Como la famosa novela de
espías, la Dra. T. apareció en mi vida durante mi estancia en el crudo invierno
de 2002. Eran años duros, de jornadas inacabables de trabajo, empalmando
salidas de guardia con jornadas de trabajo ordinarias, intercaladas con los cursos
de Doctorado y las sesiones clínicas que, un día sí y otro también teníamos que
presentar si no queríamos recibir la reprimenda consiguiente. En definitiva,
años intensos, pero no por ello menos felices, de tal modo que muchas veces uno
no puede evitar sonreír cuando echa la vista atrás…
Como les decía, la Dra.
T. apareció como salida de la nada un buen día en nuestro despacho. Venía a
hacer una rotación por nuestro Hospital, pero como buena extranjera, no hablaba
ni pizca de castellano, así que necesitaban a alguien que dominara el inglés
con cierta soltura. Como quiera que un servidor tiene como suya propia la
lengua de Shakespeare, no tardaron en adjudicarme a la citada doctora más de
treinta segundos.
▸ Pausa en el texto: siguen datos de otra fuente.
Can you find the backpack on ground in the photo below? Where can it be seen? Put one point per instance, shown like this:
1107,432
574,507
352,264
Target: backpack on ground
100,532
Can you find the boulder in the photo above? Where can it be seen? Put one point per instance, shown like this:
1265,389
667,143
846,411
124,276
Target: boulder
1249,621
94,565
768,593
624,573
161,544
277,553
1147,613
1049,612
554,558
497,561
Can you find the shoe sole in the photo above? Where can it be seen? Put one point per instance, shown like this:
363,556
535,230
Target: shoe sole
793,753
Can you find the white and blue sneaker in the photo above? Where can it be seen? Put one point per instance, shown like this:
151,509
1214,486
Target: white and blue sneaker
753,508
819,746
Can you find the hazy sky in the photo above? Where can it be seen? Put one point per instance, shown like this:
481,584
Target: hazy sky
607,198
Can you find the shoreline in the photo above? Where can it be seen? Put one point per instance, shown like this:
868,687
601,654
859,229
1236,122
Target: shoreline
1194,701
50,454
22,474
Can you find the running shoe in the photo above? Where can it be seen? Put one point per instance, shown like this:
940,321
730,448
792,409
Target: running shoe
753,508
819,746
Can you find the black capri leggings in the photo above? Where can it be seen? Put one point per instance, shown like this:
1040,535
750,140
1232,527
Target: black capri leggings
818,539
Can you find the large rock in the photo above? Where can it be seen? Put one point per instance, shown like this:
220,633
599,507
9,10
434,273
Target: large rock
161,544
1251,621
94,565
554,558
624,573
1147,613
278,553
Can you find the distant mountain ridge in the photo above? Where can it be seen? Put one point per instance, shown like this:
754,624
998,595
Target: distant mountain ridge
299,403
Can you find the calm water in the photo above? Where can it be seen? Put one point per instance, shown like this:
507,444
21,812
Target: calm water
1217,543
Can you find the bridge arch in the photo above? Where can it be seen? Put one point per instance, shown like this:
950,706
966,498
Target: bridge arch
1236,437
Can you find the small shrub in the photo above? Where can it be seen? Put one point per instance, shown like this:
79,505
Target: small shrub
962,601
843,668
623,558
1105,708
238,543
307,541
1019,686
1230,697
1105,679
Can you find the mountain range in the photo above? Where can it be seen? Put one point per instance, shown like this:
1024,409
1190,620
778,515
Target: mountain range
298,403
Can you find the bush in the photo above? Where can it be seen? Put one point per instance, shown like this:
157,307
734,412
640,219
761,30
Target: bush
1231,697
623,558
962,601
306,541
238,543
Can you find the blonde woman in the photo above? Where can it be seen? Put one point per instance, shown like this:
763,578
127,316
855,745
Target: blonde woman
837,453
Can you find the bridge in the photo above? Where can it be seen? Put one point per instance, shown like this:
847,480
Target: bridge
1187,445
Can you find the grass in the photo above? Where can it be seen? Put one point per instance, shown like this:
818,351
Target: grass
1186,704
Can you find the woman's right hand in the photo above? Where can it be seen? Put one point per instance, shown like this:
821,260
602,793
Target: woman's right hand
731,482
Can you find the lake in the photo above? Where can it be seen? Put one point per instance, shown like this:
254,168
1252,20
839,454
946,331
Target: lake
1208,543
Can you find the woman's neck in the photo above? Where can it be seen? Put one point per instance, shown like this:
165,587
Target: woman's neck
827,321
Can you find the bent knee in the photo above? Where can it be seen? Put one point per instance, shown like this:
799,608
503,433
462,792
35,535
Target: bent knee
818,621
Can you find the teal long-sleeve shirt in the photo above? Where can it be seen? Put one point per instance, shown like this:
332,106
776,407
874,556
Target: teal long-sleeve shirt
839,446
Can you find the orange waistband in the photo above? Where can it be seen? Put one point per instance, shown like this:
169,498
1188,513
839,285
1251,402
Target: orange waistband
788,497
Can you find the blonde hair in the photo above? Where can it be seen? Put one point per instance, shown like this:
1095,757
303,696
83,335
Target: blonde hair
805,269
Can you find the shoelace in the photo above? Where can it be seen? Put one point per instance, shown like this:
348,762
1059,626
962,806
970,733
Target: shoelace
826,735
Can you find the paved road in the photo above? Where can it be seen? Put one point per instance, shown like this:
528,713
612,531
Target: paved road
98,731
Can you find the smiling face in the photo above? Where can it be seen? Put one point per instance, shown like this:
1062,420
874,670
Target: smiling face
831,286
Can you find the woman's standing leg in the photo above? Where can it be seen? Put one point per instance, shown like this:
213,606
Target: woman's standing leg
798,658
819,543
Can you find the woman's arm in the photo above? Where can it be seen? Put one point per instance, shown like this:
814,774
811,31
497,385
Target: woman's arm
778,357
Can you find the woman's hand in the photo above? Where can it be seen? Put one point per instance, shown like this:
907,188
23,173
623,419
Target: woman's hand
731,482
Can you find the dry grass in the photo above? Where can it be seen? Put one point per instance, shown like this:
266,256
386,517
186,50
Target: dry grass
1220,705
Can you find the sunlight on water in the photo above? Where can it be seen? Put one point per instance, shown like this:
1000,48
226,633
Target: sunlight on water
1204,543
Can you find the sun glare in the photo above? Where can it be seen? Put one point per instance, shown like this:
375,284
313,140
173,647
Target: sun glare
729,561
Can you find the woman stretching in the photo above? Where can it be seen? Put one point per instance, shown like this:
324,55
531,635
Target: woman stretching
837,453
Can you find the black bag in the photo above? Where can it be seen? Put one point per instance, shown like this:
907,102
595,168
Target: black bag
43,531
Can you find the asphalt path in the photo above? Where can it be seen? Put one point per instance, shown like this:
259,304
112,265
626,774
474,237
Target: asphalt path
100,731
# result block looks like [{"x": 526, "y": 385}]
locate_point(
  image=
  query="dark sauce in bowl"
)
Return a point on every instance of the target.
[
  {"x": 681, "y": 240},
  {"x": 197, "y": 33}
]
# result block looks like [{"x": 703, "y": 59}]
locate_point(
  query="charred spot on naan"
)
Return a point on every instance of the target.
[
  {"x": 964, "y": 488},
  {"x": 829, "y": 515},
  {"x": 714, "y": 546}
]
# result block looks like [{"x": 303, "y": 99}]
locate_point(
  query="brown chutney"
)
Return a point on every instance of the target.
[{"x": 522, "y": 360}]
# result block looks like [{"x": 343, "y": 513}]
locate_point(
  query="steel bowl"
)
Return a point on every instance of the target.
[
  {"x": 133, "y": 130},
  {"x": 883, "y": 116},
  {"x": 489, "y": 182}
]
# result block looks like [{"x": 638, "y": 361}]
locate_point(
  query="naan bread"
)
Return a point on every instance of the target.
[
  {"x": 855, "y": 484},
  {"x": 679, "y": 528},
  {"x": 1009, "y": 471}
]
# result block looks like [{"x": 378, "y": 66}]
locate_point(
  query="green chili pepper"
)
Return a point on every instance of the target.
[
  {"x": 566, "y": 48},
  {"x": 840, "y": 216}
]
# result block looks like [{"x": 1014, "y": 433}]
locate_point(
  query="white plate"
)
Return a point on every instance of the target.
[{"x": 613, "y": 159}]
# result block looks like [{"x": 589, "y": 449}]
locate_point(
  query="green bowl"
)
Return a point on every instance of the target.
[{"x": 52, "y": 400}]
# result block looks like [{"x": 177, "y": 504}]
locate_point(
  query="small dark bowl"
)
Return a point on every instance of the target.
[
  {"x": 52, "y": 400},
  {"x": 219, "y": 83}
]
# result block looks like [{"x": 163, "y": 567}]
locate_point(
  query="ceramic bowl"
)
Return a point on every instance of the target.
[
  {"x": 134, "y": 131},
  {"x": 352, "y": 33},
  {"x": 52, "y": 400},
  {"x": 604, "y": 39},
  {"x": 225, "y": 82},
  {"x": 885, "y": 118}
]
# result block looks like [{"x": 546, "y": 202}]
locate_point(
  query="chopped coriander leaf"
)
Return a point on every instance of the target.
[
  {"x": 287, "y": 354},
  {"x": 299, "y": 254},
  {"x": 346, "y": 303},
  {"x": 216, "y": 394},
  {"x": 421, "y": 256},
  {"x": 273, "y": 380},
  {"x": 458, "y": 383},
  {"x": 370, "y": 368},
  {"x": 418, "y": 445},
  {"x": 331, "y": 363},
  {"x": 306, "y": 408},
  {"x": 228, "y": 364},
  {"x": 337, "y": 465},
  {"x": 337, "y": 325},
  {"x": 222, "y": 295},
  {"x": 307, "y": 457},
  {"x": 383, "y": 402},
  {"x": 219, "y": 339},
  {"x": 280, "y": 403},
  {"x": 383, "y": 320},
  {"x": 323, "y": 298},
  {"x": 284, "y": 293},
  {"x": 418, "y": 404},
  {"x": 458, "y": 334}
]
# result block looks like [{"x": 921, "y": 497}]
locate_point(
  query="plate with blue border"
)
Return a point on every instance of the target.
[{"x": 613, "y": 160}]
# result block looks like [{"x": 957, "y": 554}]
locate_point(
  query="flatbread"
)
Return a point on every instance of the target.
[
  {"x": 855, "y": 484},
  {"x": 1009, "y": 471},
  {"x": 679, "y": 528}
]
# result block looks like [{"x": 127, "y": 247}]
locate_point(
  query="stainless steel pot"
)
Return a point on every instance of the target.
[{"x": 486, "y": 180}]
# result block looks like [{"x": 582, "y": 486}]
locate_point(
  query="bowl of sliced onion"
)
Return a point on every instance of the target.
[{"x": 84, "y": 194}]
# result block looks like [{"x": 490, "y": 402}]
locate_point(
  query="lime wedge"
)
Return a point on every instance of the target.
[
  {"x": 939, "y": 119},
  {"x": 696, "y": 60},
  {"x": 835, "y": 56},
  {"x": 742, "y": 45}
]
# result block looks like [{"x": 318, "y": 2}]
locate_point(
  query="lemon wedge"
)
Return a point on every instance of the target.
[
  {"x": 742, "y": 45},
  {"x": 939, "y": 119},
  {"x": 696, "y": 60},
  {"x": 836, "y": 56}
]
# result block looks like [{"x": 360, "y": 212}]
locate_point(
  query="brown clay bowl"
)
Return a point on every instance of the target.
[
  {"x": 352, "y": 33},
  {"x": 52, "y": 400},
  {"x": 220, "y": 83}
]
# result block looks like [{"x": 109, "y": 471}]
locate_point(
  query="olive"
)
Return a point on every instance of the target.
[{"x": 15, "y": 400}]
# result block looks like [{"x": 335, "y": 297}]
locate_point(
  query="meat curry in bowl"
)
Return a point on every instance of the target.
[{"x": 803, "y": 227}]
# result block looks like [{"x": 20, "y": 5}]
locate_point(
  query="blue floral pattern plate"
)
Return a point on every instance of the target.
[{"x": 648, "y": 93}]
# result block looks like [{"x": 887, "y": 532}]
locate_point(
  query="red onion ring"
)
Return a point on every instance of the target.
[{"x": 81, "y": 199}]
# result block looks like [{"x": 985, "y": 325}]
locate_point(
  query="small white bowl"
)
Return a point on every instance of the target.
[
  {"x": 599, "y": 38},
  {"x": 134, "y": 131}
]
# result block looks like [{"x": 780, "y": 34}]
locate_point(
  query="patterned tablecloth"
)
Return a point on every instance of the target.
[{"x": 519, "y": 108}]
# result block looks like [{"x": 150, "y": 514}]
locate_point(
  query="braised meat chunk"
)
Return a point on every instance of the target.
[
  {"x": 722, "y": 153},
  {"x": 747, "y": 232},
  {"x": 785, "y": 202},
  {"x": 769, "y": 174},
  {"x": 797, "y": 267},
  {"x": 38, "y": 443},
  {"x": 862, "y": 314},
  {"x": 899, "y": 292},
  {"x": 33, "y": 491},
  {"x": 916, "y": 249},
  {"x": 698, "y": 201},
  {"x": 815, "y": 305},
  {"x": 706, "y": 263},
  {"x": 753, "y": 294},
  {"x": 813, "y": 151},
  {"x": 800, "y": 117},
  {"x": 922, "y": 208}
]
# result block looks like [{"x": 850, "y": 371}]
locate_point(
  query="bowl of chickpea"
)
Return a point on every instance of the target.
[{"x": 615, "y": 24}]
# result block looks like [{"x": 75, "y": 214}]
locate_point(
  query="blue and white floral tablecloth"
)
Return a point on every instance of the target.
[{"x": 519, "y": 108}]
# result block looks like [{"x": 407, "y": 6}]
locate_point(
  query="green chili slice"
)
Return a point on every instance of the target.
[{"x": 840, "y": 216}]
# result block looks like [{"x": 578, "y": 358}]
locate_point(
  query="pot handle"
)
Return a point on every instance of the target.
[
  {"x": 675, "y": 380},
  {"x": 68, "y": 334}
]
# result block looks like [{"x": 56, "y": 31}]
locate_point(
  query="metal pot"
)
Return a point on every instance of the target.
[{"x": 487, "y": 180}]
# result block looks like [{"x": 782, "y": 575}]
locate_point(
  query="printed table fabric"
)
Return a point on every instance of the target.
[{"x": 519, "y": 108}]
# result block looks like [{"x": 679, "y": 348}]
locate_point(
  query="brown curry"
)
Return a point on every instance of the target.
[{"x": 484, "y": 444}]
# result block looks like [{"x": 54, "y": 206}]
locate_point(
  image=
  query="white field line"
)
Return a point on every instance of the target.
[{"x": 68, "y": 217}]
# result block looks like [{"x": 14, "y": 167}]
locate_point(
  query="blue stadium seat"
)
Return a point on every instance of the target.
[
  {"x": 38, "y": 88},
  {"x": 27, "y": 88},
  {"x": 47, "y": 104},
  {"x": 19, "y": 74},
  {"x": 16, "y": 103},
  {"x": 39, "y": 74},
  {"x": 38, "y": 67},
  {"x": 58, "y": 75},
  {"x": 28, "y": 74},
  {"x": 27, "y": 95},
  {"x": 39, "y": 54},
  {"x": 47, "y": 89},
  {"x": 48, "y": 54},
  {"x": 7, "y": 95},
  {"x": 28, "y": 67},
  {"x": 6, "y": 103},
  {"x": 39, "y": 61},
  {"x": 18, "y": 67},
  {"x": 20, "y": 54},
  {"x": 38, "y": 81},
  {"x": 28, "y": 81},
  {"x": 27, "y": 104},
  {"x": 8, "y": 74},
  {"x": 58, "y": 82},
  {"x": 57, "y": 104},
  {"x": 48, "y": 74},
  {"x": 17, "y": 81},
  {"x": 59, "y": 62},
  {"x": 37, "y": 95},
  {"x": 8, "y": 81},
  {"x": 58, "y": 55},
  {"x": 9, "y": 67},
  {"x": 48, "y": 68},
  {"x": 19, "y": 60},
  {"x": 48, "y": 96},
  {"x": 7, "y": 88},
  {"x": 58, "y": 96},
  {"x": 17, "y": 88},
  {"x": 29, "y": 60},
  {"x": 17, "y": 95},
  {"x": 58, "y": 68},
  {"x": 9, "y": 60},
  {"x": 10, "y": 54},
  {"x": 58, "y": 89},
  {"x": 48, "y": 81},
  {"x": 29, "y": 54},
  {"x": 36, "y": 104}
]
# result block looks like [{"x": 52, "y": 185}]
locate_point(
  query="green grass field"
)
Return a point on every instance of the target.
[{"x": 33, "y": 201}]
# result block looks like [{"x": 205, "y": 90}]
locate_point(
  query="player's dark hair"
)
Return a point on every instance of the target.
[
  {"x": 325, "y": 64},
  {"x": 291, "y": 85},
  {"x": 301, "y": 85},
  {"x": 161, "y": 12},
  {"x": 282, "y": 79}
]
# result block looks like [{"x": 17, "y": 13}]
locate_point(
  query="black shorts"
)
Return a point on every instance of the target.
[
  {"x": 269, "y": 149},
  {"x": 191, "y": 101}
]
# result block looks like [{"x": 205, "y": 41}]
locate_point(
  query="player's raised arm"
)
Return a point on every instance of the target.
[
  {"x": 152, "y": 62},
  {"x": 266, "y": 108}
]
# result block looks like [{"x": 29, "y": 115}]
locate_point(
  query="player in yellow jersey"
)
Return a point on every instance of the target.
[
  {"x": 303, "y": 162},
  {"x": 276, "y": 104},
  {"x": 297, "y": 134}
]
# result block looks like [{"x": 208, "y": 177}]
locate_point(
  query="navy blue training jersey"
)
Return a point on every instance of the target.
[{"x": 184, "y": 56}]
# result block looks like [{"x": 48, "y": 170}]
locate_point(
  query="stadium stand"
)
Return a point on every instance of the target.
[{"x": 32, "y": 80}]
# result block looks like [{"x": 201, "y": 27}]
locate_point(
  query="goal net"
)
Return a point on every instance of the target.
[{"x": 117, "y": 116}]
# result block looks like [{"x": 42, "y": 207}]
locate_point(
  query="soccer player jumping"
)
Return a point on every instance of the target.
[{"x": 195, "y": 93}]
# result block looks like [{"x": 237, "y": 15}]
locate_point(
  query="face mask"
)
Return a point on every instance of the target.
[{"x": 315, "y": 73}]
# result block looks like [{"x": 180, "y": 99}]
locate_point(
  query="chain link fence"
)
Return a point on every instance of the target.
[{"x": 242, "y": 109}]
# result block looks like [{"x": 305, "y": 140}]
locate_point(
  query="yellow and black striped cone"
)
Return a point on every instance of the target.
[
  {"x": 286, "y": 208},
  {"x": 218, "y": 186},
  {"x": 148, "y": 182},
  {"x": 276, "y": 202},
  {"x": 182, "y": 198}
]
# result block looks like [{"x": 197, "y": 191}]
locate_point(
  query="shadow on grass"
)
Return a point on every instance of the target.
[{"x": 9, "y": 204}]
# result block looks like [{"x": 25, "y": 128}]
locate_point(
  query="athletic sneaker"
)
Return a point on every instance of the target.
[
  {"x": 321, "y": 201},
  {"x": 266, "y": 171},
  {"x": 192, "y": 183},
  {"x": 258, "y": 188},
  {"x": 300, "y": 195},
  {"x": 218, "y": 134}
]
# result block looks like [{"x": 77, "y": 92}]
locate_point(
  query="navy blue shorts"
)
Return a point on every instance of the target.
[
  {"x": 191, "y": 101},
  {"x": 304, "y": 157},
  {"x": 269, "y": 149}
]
Reconozco que al principio me molestó bastante, no por nada
en especial, sino porque consideraba que mal iba yo en aquel momento a enseñar
a nadie cuando me encontraba en pleno proceso de aprendizaje…pero todas las dudas se
despejaron cuando entró por la puerta: entró una chavalina de esas a las que
deberían poner un cartel de “sé que soy guapa, pero si me miras tanto me
desgastas”, con una amplia sonrisa. Además, demostró en los días siguientes una
prudencia, un saber estar y unas ganas de aprender que acabaron por rendirme; a
los pocos días, los pases de visita y las sesiones conjuntas eran una costumbre
habitual. Tanta fue la complicidad, que muchos compañeros me animaban a cambiar
mi estado civil de libre y sin compromiso por el de “ocupado”, pero por aquel
entonces mi cabeza no estaba para aquellos menesteres: prefería disfrutar de
una amiga, sin más.
Un día, cuando la
rotación de la Dra. T. estaba a punto de finalizar, entré en el despacho del
ala Norte donde teníamos a los pacientes hospitalizados: allí estaba, con el
rostro oculto entre las manos, llorando. Cuando me acerqué a preguntarle qué
sucedía, me contestó con una mezcla de inglés y de su lengua natal, hablada a
tal velocidad que apenas podía entenderla…tras un rato, logré que se
tranquilizara y me explicó: había tenido un mal día porque no entendía el libro
en castellano de Urología, y cuando ya estaba a punto de rendirse, alguien, sin
percatarse de que estaba estudiando allá dentro, apagó las luces y cerró la
puerta. Como vió en mi rostro la expresión de “no entiendo nada” me contó que,
cuando era pequeña, su padre llegaba a altas horas de la noche borracho y con
la luz apagada, la sacaba de la cama e intentó, en más de una ocasión tirarla
por la ventana…por eso era incapaz de permanecer en cualquier habitación con la
luz apagada, incluso cuando dormía…
Pasaron los días, y la
rotación llegó a su fin: mi amiga tenía que volver a su país y yo ese día
estaba de guardia: vino a verme, a despedirse y a decirme que la próxima vez en
su país. Le dí un abrazo antes de que se perdiera en medio de la oscuridad de la noche castellana, mientras
bajaba por la rampa del Hospital…años después, logré ir a su país, pero no
pudimos encontrarnos, aunque sé que está bien y que es feliz. Por eso, hoy les
cuento esta historia, para explicarles que las reacciones de una persona no
deben juzgarse sin conocer su biografía, para decirles que lo que hagamos con
un niño marca el resto de su vida, y sobre todo especialmente, para decirle a
mi amiga perdida lo mucho que me gustaría comprobar que, cuando duerme, la luz
está apagada. Además de decirle lo muchísimo que la echo de menos.